Everyone Must Seek Solutions To Climate Change Challenges – Nasarawa Emir

By Miriam Humbe

Emir of Nasarawa and former Minister of Environment, His Royal Highness, Alhaji Ibrahim Usman Jibril, has said there’s the critical need to have all hands on deck to tackle the arising Climate Change challenges.

The Emir said this on Tuesday at the one-day seminar hosted by Development Agenda in collaboration with Environment Media Correspondent Association of Nigeria (EMCAN) in Abuja.

The Royal Father said environmental issues had become global challenges and emphasized that Nigeria was not left out in view of the challenges facing the country.

He said: “We have issues of land encroachment, oil pollution, deforestation
among others.

“The issues of desert encroachment, oil pollution and flooding are challenges we are see all around us in the country over.”

Jibril said that these were long term temperature, shifts in temperature and weather conditions that have become Climate Change issues.

Chairman of the occasion, the Conservator General (CG) of the National Park Service (NPS), Dr Ibrahim Goni, urged all relevant stakeholders to join efforts to tackle Climate Change by planting trees and supporting Environment Media Correspondents in Nigeria (EMCAN) in what they are doing to create awareness.

He said it was a awake up call for everyone in the country to know that Climate Change was a reality due to the current atmospheric changes.

He said because of the Presidential Declaration Order, of 2022, the 9th National Assembly had already approved some 10 new National Parks.

“The seven National Parks provide a total area of vegetation of 20,000 square kilometres, and we are confident that it would sequester carbon by 4.8 million parts.

“This means that with the introduction of the new 10 national parks, carbon dioxide is going to be sequestrated.’’

The Conservator-General commended the Federal Government for its efforts in carbon mediation and the planting of 25 million trees to cushion the effects of Climate Change in the country.

The Publisher and Editor-in-Chief of Development Agenda Magazine, Mr.

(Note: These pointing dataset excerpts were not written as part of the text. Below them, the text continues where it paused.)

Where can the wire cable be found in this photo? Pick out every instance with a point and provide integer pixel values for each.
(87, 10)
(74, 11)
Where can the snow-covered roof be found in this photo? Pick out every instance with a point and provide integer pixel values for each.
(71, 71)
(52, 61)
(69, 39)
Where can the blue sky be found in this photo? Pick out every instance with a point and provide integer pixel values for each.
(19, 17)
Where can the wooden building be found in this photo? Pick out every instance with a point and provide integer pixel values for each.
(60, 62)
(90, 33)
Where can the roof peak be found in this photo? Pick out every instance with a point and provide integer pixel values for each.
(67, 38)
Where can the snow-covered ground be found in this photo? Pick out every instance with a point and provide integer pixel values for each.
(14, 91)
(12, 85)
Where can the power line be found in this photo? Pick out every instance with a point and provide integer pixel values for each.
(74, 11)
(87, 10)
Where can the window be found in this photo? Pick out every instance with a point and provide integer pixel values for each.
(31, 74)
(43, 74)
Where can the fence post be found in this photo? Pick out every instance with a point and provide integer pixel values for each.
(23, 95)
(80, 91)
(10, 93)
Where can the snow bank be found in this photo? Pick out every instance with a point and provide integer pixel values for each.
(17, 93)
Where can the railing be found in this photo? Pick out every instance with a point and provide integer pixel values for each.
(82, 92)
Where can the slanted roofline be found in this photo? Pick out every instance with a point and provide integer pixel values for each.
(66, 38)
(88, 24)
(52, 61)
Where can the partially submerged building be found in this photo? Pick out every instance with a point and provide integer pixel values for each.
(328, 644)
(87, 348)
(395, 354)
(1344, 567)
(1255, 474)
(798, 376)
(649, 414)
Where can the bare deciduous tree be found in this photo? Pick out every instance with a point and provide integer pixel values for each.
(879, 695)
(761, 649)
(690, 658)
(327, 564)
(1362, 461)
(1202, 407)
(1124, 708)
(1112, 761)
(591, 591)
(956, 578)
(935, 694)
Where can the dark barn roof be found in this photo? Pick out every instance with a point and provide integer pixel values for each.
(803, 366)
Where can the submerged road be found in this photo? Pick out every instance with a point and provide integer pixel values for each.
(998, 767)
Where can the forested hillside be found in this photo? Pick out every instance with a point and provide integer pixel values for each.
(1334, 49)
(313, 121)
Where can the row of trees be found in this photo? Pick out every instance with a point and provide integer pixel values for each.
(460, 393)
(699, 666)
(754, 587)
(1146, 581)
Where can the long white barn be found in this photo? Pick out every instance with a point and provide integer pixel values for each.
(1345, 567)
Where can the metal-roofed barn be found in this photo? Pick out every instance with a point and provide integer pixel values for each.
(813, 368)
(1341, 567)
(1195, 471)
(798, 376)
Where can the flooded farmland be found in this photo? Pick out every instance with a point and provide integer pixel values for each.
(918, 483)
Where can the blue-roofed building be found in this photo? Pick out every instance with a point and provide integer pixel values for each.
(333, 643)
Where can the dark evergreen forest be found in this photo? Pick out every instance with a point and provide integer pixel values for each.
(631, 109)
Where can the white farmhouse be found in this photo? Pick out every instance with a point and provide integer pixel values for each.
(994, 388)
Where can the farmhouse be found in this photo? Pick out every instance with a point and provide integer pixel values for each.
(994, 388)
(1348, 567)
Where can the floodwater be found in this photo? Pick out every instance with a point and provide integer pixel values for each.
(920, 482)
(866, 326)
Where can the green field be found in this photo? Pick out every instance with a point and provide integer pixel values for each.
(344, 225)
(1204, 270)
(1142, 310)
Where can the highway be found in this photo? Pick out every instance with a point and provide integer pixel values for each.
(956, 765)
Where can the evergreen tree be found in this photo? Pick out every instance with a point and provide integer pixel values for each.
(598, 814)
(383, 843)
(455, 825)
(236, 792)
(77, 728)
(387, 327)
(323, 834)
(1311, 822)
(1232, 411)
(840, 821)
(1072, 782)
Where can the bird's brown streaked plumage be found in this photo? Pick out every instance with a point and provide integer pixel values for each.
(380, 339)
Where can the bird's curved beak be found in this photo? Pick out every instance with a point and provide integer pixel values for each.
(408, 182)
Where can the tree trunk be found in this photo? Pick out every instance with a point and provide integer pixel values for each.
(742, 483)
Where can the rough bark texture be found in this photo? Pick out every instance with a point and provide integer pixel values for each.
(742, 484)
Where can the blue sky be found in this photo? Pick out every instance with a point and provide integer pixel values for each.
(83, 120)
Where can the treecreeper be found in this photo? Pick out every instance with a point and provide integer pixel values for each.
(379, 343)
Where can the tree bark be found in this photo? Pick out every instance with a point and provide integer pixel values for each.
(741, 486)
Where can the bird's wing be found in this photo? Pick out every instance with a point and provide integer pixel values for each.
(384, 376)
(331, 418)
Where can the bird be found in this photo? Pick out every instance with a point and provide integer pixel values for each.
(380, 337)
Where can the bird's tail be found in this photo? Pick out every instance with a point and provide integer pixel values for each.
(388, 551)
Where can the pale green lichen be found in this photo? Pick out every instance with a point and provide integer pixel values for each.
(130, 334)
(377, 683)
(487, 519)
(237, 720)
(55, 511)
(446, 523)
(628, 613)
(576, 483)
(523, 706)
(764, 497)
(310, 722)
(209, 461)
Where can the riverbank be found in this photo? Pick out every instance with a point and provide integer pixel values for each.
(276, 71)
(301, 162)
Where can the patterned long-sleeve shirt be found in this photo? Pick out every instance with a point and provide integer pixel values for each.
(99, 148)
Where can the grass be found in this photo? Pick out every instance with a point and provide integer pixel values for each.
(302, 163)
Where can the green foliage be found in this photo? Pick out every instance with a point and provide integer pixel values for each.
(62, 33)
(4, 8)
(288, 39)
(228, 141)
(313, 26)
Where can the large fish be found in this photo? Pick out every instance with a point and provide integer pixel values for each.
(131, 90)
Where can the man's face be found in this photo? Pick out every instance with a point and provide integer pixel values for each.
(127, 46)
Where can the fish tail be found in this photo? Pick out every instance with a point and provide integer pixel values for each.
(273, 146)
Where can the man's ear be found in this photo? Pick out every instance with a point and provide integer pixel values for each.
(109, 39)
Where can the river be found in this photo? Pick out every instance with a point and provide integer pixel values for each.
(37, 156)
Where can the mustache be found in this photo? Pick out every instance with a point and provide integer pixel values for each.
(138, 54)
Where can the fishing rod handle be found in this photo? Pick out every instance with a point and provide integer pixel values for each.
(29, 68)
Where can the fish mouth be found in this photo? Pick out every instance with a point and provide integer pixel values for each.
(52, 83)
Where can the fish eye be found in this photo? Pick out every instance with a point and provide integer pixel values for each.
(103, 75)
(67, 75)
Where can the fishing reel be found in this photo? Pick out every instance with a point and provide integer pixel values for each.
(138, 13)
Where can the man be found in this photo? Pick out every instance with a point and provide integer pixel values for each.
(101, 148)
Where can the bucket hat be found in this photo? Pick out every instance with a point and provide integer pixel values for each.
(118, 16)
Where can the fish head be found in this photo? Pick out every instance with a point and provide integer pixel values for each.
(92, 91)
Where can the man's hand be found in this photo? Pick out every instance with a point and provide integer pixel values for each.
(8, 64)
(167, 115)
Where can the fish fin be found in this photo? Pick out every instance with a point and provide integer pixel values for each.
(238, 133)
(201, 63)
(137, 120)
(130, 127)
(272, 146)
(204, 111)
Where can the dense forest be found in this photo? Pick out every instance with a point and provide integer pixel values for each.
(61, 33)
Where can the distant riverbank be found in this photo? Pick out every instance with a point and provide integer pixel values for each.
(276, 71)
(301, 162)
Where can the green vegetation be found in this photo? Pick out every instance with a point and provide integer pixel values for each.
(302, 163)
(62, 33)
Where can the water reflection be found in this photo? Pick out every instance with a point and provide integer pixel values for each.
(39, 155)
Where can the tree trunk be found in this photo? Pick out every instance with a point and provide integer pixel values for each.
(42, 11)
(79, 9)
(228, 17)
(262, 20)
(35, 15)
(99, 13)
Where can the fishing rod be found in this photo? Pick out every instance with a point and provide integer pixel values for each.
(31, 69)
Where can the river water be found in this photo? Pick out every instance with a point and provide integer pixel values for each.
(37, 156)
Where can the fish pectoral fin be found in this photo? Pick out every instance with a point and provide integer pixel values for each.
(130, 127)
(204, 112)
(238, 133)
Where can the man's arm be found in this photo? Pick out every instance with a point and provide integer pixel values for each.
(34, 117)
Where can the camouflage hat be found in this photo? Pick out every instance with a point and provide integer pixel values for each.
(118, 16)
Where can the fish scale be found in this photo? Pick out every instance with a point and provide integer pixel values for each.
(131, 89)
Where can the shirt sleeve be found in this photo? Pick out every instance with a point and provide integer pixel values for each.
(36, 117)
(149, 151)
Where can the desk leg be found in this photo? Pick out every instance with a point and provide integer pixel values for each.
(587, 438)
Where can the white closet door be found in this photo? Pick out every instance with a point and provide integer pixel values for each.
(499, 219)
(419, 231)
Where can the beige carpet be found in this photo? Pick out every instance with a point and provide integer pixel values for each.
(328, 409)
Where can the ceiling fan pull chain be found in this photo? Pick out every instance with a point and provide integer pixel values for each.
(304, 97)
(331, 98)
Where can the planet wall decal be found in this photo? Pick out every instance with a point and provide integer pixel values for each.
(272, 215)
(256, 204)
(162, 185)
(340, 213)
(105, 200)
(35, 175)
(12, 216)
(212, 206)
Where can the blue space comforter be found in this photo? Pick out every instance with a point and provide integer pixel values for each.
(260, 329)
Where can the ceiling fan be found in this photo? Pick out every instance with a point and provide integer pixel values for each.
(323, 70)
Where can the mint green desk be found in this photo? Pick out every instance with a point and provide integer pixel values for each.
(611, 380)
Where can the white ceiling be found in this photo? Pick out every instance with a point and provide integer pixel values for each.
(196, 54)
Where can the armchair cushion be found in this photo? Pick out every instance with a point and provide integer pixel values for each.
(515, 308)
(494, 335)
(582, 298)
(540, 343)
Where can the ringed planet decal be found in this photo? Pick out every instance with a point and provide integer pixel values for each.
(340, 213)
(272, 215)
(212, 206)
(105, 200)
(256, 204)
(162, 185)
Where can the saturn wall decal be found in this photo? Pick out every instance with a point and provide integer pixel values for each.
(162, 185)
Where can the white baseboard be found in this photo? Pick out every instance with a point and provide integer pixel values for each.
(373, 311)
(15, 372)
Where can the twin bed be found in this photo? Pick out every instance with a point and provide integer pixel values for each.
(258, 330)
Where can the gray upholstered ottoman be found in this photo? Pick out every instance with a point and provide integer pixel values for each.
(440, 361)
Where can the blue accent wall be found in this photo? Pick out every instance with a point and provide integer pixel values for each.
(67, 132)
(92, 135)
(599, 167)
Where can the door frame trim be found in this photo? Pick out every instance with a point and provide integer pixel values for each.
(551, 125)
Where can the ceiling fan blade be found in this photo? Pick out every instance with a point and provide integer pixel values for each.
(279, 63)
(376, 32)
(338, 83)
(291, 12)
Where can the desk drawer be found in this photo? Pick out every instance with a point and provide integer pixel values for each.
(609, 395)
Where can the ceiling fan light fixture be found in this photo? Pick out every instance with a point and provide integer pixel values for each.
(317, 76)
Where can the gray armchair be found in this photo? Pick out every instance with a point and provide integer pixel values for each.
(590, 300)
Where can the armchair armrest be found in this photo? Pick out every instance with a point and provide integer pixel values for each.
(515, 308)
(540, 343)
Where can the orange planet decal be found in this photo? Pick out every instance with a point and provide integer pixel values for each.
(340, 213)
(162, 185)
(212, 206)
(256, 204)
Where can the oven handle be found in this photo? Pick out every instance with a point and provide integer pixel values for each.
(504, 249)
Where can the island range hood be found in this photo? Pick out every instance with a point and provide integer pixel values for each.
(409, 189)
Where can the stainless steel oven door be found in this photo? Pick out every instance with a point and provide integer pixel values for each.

Paddy Ezeala, said the occasion was important in profiling the issues of Climate Change in Nigeria.

Ezeala said: “This is special as it relates to the upcoming 28th Conference of the Parties (COP28) coming up in Dubai, UAE, later this month.

“By extension, it is also an opportunity for us to take stock of the state of our environment and evaluate our responses to the various challenges confronting us in that regards.

“The consequences of climate change are manifesting starkly in Nigeria and, in fact, across West Africa.

“We can no longer pretend that nothing is happening. We are all affected.”

The Programme Coordinator of United Nations Industrial Development Organization (UNIDO), Oluyomi Banjo said that messages cannot be passed without the media.

He thanked EMCAN as an organization for the job well done.

Banjo said that for Nigeria to tackle Climate Change, there was a need for leaders to key in and identify the roles to be played to tackle it.

He said: “UNIDO has be working tirelessly with the Nigeria government and they can’t achieve this without the support of media practitioners”.

EMCAN Chairman, Amechi Chuks Oyema said the significance of the seminar was to ascertain the preparedness of Nigeria for COP28.

Oyema said that EMCAN as media practitioners were out to showcase what other stakeholders had done to tackle Climate Change.

The EMCAN Chairman therefore, urged members of the Association to put in more effort in reporting the environmental challenges, especially Climate Change.

Oyema said that participation in the COP28 would enable EMCAN members build more capacity on the job.

Slated to hold in the United Arabs Emirate, COP28 UAE would bring the world together at a critical moment for global transformative climate action.

Recall that the three decades since the Rio Summit and the launch of the United Nations Framework Convention on Climate Change (UNFCCC), the Conference of the Parties to the Convention (COP) has convened member countries every year to determine ambition and responsibilities, and identify and assess climate measures.

The 21st session of the COP (COP21) led to the Paris Agreement, which mobilized global collective action to limit the global temperature increase to 1.5C above pre-industrial levels by 2100, and to act to adapt to the already existing effects of Climate Change.